Je suis descendue ce matin à l’heure du déjeûner, le cœur assez oppressé de tout ce qu’Hannah m’avait rapporté hier après midi. J’espérais de trouver l’occasion d’en parler à ma mère, dans l’espérance de lui inspirer un peu de pitié pour moi ; et mon dessein était de la joindre lorsqu’elle passerait dans son appartement. Malheureusement cet odieux Solmes était assis entr’elle et ma sœur, avec un air d’assurance qui m’a choquée dans ses regards ; vous savez, ma chère, que rien ne plaît de la part d’une personne qu’on n’aime point.

S’il était demeuré à sa place, tout se serait passé tranquillement ; mais cette épaisse créature s’est avisée de se lever, et de venir droit vers une chaise qui était près de celle qu’on avançait pour moi. Je me suis hâtée de l’éloigner comme pour faire place à la mienne, et je me suis assise, peut-être un peu brusquement, parce que tout ce que j’avais appris me revenait à la tête. Rien n’a paru capable de l’arrêter. Cet homme est plein de confiance en lui-même. Il est hardi ; il a le regard effronté. J’ai été surprise de lui voir pousser sa chaise si près de moi, en établissant sa laide et pesante figure, qu’il touchait à mon panier. Tout ce que j’avais entendu se présentant, comme j’ai dit, à mon imagination, ce procédé m’a tellement piquée, que je suis allée me placer sur une autre chaise. J’avoue que je n’ai pas pris assez d’empire sur moi-même. C’était donner trop d’avantage à mon frère et à ma sœur. Aussi n’ont-ils pas manqué de le prendre. Mais c’est une faute qui n’a pas été volontaire ; je n’ai pu faire autrement ; en vérité, je ne savais ce que je faisois.

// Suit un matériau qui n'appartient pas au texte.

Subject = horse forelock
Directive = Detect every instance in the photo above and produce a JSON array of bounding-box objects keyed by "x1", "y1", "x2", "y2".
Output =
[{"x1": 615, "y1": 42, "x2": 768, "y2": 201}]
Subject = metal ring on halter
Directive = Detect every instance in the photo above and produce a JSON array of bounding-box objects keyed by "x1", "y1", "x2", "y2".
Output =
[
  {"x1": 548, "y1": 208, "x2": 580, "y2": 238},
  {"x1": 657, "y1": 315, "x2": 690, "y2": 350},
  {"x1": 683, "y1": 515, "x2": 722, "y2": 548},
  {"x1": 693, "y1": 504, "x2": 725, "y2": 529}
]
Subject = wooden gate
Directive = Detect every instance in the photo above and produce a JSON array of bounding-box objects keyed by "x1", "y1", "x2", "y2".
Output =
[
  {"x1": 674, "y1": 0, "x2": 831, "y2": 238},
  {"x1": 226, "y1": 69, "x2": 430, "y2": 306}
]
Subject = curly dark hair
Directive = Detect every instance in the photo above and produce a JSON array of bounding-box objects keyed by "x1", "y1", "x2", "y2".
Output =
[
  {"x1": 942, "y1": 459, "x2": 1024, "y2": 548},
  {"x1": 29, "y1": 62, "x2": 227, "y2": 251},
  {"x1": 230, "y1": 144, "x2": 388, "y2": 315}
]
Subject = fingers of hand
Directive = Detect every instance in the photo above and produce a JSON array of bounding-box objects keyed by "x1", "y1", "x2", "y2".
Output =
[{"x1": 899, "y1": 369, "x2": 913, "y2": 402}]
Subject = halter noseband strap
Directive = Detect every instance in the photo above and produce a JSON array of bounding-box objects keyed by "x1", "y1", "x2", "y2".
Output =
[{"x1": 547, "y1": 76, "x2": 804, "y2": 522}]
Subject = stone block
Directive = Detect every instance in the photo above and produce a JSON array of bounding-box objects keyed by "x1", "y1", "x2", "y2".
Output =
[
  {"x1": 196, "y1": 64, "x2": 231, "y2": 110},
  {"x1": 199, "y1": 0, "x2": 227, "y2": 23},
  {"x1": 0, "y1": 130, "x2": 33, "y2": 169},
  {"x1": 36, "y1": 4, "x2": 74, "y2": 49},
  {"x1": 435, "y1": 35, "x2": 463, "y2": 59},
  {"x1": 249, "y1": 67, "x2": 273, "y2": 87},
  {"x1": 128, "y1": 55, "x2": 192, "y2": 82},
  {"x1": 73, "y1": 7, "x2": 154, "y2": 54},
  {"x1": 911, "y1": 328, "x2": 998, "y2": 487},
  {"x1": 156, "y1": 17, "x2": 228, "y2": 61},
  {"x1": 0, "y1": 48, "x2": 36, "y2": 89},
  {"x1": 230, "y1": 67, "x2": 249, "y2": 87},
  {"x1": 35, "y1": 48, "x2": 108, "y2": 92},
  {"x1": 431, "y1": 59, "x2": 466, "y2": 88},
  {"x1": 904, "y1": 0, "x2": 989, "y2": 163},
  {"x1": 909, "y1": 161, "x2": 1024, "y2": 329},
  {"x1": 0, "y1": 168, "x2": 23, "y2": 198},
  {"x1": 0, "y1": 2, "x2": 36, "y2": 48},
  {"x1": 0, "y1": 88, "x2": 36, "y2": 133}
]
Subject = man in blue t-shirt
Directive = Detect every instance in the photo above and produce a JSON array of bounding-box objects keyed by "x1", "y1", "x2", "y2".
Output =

Je me suis aperçue que mon père étoit extrêmement irrité. Lorsqu’il est en colère, il n’y a personne qui le fasse lire plus aisément sur son visage. Clarisse ! M’a-t-il dit d’une voix forte, sans ajouter un seul mot. Monsieur ! Ai-je répondu en lui faisant une profonde révérence. Je tremblois. Mon premier mouvement a été d’approcher ma chaise plus près de celle du misérable et je me suis assise. Je me sentais le visage tout en feu. Faites le thé, chère fille, m’a dit mon excellente mère ; asseyez-vous près de moi, mon amour, et faites le thé.

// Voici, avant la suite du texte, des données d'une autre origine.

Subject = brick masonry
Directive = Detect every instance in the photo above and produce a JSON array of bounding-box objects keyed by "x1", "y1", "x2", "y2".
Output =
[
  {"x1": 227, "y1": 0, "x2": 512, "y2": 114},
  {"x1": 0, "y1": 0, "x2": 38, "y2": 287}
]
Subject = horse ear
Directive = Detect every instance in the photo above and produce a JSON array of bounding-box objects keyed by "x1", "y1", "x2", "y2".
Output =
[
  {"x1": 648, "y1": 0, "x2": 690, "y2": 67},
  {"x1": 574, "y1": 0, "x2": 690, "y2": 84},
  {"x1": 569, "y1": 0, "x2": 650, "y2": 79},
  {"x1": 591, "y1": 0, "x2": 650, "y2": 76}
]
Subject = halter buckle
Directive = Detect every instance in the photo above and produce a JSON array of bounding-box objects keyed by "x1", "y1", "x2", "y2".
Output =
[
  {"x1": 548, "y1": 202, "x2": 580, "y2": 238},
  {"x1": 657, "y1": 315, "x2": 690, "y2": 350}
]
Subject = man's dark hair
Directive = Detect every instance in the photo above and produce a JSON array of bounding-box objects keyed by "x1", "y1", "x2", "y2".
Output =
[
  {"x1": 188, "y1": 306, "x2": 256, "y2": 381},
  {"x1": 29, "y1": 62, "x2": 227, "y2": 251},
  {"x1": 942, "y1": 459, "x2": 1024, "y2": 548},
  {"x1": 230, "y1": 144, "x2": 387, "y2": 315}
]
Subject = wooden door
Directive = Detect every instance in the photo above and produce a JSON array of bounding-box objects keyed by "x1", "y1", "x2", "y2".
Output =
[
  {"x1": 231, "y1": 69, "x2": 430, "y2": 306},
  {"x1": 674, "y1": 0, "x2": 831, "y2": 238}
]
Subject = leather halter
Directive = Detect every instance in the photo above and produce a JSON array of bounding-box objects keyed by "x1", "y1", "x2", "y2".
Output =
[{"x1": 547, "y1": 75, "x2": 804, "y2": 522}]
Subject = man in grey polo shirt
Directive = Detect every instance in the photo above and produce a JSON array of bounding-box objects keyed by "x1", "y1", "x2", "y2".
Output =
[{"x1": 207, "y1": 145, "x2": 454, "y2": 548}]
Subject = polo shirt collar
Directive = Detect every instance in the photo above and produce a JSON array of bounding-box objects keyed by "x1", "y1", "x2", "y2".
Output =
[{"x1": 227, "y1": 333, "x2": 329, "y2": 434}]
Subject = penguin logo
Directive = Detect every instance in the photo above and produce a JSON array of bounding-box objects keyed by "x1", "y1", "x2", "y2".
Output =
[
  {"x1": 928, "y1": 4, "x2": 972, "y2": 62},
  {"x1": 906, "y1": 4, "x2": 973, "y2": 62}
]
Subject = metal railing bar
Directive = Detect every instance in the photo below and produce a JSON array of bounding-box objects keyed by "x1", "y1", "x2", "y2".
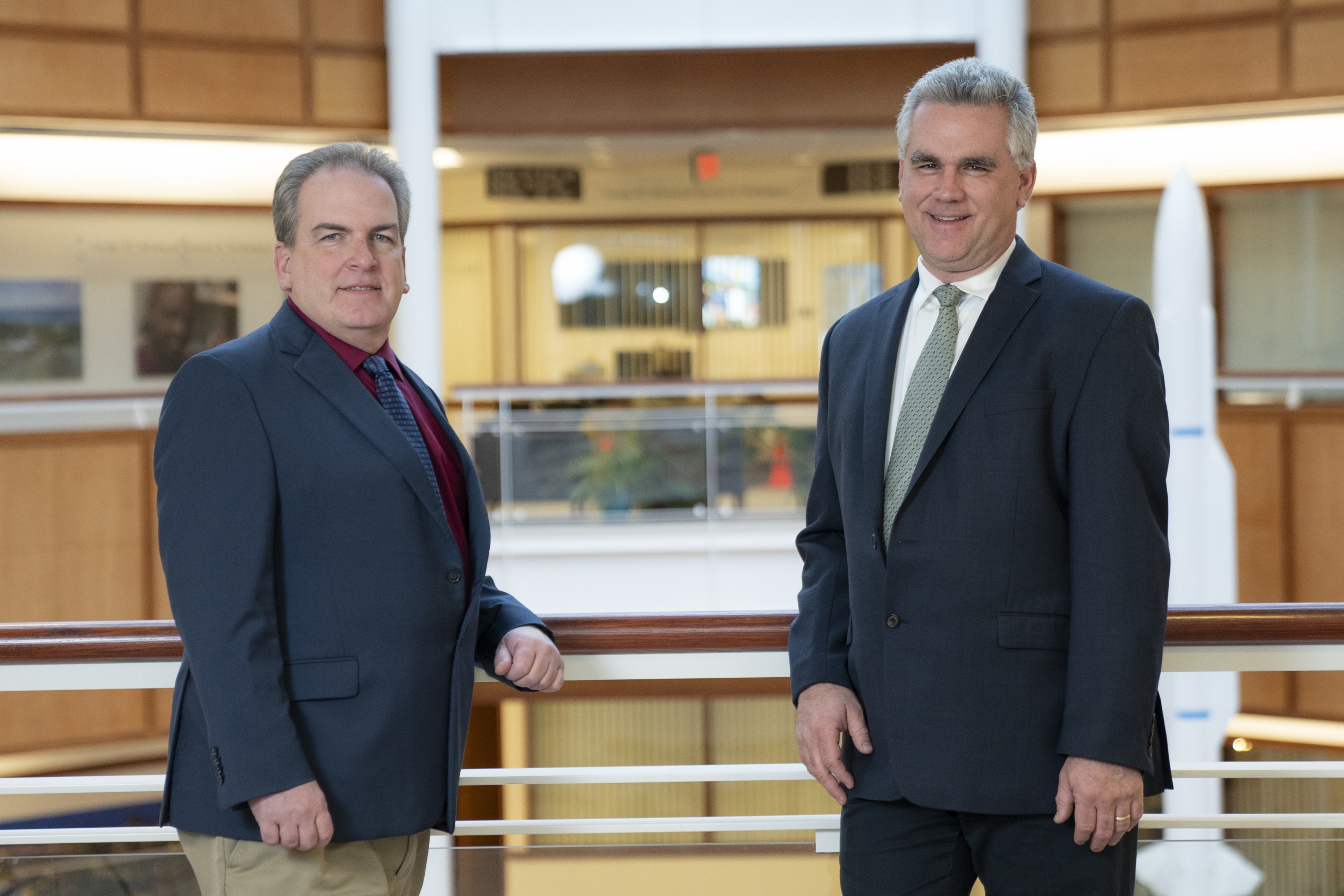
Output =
[
  {"x1": 8, "y1": 813, "x2": 1344, "y2": 847},
  {"x1": 451, "y1": 380, "x2": 817, "y2": 403},
  {"x1": 13, "y1": 762, "x2": 1344, "y2": 797},
  {"x1": 1172, "y1": 761, "x2": 1344, "y2": 779},
  {"x1": 1139, "y1": 813, "x2": 1344, "y2": 830},
  {"x1": 0, "y1": 775, "x2": 164, "y2": 797}
]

Je suis allée prendre bien volontiers la chaise que cet homme avait quittée ; et l’office auquel la bonté de ma mère m’employait, a bientôt servi, à me remettre. Pendant le cours du déjeuner, j’ai fait civilement deux ou trois questions à M Solmes, dans la seule vue d’appaiser mon père. Les esprits fiers peuvent quelquefois fléchir, m’a dit tout bas ma sœur, en tournant la tête sur l’épaule avec un air de triomphe et de mépris ; mais j’ai feint de ne l’avoir pas entendue. Ma mère était la bonté même. Je lui ai demandé une fois si le thé lui plaisait ; elle m’a répondu doucement, en me donnant encore le nom de sa chère fille, que tout ce que je faisais lui plaisait beaucoup. Cet encouragement me rendait fière ; je me flattais même qu’il n’était plus question de rien entre mon père et moi, car il m’a parlé aussi deux ou trois fois avec bonté. Je m’arrête à de petits incidens, ma chère, mais ils conduisent à de plus grands, comme vous allez l’entendre.

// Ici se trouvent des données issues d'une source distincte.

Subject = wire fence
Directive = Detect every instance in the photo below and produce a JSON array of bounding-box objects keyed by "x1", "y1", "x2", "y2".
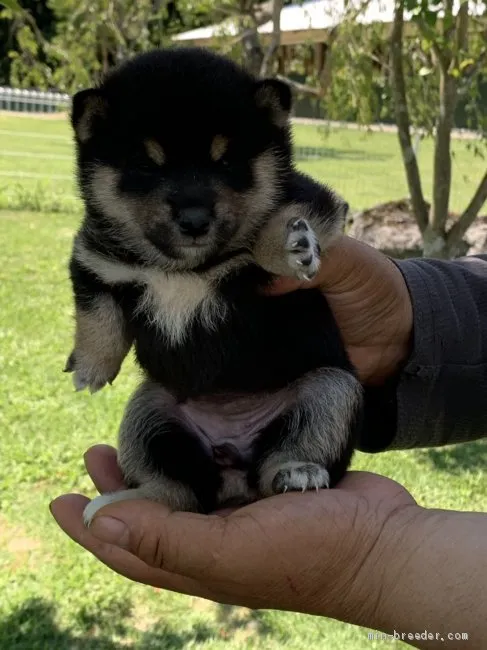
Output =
[{"x1": 0, "y1": 86, "x2": 71, "y2": 113}]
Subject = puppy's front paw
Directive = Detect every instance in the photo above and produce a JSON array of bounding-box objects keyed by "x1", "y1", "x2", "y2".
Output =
[
  {"x1": 272, "y1": 462, "x2": 330, "y2": 494},
  {"x1": 64, "y1": 350, "x2": 120, "y2": 393},
  {"x1": 285, "y1": 218, "x2": 321, "y2": 280}
]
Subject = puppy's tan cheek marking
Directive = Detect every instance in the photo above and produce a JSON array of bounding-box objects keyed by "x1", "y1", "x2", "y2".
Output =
[
  {"x1": 144, "y1": 140, "x2": 166, "y2": 165},
  {"x1": 210, "y1": 135, "x2": 228, "y2": 162}
]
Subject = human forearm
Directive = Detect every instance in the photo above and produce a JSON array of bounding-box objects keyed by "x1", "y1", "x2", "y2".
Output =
[
  {"x1": 365, "y1": 507, "x2": 487, "y2": 650},
  {"x1": 389, "y1": 257, "x2": 487, "y2": 449}
]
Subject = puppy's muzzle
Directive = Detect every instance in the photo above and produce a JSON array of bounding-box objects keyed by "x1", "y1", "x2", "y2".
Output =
[{"x1": 176, "y1": 206, "x2": 212, "y2": 237}]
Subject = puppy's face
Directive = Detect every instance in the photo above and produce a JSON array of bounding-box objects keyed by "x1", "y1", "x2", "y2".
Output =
[{"x1": 72, "y1": 49, "x2": 291, "y2": 268}]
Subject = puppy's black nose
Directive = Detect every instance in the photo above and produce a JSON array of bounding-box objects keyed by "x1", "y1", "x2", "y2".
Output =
[{"x1": 178, "y1": 207, "x2": 211, "y2": 237}]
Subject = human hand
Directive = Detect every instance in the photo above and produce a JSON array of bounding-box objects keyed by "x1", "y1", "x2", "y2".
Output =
[
  {"x1": 51, "y1": 445, "x2": 421, "y2": 627},
  {"x1": 267, "y1": 236, "x2": 413, "y2": 385}
]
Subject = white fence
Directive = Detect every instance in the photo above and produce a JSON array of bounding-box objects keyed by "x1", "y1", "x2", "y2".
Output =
[{"x1": 0, "y1": 86, "x2": 71, "y2": 113}]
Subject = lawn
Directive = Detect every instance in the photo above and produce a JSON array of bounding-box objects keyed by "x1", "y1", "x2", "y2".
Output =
[{"x1": 0, "y1": 117, "x2": 487, "y2": 650}]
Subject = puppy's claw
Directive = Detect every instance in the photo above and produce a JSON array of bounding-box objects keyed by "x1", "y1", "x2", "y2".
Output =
[
  {"x1": 285, "y1": 219, "x2": 321, "y2": 280},
  {"x1": 63, "y1": 354, "x2": 74, "y2": 372}
]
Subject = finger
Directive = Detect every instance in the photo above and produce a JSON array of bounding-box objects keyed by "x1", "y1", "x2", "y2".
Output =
[
  {"x1": 50, "y1": 494, "x2": 216, "y2": 600},
  {"x1": 335, "y1": 472, "x2": 416, "y2": 504},
  {"x1": 77, "y1": 494, "x2": 234, "y2": 580},
  {"x1": 84, "y1": 445, "x2": 125, "y2": 494}
]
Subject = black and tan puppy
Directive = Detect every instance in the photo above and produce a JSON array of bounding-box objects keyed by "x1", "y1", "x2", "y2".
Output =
[{"x1": 63, "y1": 49, "x2": 362, "y2": 522}]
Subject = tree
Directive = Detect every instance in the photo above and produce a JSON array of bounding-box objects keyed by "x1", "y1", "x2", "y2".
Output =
[{"x1": 390, "y1": 0, "x2": 487, "y2": 258}]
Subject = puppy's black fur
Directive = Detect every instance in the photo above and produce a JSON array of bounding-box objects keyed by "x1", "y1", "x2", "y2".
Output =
[{"x1": 67, "y1": 49, "x2": 362, "y2": 521}]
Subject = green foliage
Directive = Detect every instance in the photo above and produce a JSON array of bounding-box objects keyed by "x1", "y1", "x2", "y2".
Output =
[{"x1": 0, "y1": 0, "x2": 22, "y2": 14}]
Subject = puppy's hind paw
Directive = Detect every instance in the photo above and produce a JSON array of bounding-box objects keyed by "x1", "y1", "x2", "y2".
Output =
[
  {"x1": 64, "y1": 352, "x2": 119, "y2": 394},
  {"x1": 272, "y1": 462, "x2": 330, "y2": 494},
  {"x1": 285, "y1": 218, "x2": 321, "y2": 280}
]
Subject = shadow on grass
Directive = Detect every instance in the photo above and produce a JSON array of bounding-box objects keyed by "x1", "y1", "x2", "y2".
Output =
[
  {"x1": 294, "y1": 146, "x2": 391, "y2": 162},
  {"x1": 423, "y1": 440, "x2": 487, "y2": 474},
  {"x1": 0, "y1": 598, "x2": 238, "y2": 650}
]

Avant la fin du déjeuner, mon père est sorti avec ma mère, en lui disant qu’il avait quelque chose à lui communiquer. Ma sœur et ma tante, qui étoient avec nous, sont disparues immédiatement. Mon frère, après s’être donné quelques airs d’insultes que j’ai fort bien compris, mais dont M Solmes n’avait aucun avantage à tirer m’a dit, en quittant aussi sa chaise : ma sœur, j’ai une rareté à vous faire voir ; je vais la chercher : et sortant, il a fermé la porte après lui. J’ai commencé à voir où tous ces préparatifs devaient aboutir ; je me suis levée. L’homme, cherchant à prononcer quelques paroles, s’est levé aussi, et s’est mis à remuer ses jambes cagneuses pour s’avancer vers moi. En vérité, ma chère, tout m’est odieux dans sa personne. Je vais épargner à mon frère, lui ai-je dit, la peine de m’apporter sa rareté ; votre servante, monsieur. Il a crié deux ou trois fois : mademoiselle, mademoiselle, et son air était celui d’un homme égaré. Mais je suis sortie pour chercher mon frère, comme vous jugez, et pour voir ce qu’il avait à me montrer. à la vérité, je l’avais vu passer dans le jardin avec ma sœur, quoique le temps fût assez mauvais ; preuve qu’il avait laissé sa rareté avec moi, et qu’il n’en avait pas d’autre à me faire voir.

à peine étois-je montée à mon propre appartement, où je méditais d’envoyer Hannah demander une audience à ma mère, avec d’autant plus de confiance, que sa bonté relevait beaucoup mon courage, que Chorey, sa femme de chambre, est venue m’apporter de sa part l’ordre de me rendre dans son cabinet. Hannah m’a dit en même temps que mon père ne faisait que d’en sortir, avec un visage irrité ; alors j’ai commencé à craindre l’audience autant que je l’avais souhaitée.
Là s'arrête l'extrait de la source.